Remettre en question un travail terminé, le dénigrer au point de ne plus vouloir en entendre parler, cela ne me ressemble pas. J’avais l’impression de tout foutre en l’air, d’avoir pris une décision ultra violente. Bien sûr, c’était totalement libérateur, mais aussi un peu inquiétant. Et si finalement, j’étais incapable de faire mieux? Si tout cela était le caprice odieux d’une éternelle insatisfaite?

J’étais absolument sûre de moi.

Le label, quoique interloqué, s’est montré très compréhensif. Ernest, a donné le meilleur de lui même, comme d’habitude, et a accepté cet énième défi imposé, sans hésitation. Après avoir rempli une voiture de matériel en tout genre, Igor et moi avons quitté Paris, trop heureux. Nous avons dédié une semaine à la réalisation d’une infinité de tests sonores; combinaisons improbables de micros, écoute attentive du moindre son de caisse claire, enregistrement de toutes mes guitares les unes après les autres, dans tous les amplis, apprentissage express de ProTools… Tout ce temps perdu et infiniment précieux, ce temps qu’on ne prend jamais ailleurs que chez soi.

Et puis Ernest est passé en coup de vent, un court week-end, et a enregistré les onze titres du disque en à peine une journée et demie.

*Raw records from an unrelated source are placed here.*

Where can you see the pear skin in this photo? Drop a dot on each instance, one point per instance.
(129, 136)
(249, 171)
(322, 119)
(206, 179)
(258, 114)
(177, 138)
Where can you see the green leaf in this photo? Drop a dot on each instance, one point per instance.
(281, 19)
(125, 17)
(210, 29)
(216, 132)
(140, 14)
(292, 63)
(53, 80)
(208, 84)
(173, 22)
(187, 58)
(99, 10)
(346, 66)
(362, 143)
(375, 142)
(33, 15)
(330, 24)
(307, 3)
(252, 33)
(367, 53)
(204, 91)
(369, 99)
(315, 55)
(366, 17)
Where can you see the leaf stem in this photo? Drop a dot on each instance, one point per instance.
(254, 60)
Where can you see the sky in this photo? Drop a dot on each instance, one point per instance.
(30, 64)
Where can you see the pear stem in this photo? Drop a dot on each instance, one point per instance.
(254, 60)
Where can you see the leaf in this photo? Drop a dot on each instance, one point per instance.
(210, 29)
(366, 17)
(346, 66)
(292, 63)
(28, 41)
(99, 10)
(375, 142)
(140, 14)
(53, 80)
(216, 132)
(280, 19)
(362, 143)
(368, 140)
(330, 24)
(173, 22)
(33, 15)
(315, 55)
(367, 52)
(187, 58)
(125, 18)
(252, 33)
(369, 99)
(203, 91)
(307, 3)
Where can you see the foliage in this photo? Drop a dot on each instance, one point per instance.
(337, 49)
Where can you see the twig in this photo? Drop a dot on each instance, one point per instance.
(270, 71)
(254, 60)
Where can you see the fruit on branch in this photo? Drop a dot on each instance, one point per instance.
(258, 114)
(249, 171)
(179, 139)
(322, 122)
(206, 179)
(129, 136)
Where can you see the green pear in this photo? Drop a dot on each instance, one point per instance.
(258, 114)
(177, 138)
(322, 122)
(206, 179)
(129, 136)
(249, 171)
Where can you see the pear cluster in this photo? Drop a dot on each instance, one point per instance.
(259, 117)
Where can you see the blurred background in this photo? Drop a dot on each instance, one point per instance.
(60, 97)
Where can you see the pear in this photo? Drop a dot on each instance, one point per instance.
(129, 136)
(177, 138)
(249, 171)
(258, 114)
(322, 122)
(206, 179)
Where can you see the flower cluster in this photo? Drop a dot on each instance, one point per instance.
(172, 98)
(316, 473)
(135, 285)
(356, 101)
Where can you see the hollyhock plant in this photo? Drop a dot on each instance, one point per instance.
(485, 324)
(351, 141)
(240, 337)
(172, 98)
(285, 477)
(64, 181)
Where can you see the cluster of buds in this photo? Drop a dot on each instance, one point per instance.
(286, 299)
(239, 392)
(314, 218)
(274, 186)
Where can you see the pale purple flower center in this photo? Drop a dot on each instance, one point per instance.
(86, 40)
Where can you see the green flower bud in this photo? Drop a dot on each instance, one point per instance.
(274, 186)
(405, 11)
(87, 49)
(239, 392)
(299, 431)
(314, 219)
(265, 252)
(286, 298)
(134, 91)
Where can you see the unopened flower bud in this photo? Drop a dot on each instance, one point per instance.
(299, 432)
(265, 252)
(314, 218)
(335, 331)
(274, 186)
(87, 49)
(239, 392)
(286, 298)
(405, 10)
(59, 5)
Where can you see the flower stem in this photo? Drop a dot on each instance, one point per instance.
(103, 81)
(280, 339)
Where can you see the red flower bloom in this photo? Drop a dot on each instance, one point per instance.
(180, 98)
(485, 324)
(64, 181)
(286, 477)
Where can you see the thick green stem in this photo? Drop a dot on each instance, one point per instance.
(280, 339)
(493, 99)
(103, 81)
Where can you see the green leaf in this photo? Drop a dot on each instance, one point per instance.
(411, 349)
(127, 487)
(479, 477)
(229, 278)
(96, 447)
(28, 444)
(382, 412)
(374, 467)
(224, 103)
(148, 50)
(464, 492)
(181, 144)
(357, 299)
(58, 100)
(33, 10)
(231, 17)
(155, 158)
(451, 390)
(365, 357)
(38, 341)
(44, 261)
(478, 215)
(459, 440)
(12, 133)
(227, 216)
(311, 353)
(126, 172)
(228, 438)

Je n’en revenais pas.
Nous avons tout refait. Les guitares, les basses, les voix, certains arrangements. Titre après titre.
Le mixage du premier morceau m’a procuré une joie pure. Tout sonnait comme dans mes rêves, enfin, et sans effort.
J’avais retrouvé le Bandit ! Un titre à peine, et déjà, il faisait un tabac.

C’est amusant comme on peut se laisser entraîner là où l’on ne veut pas, tout en sachant que c’est le mauvais chemin.
Pourquoi le son d’un album est une chose si importante ? Après tout, les chansons ont toujours été là. Et les chansons ne bougeront pas d’un poil, elles seront toujours vivantes, fidèles à elles-mêmes. Mais le son d’un disque, cette photographie-là, on peut si facilement la rater, et dire exactement l’inverse que ce qu’on avait en tête. Il était moins une.

Je ne suis pas tombée dans le piège, j’ai attrapé le Bandit.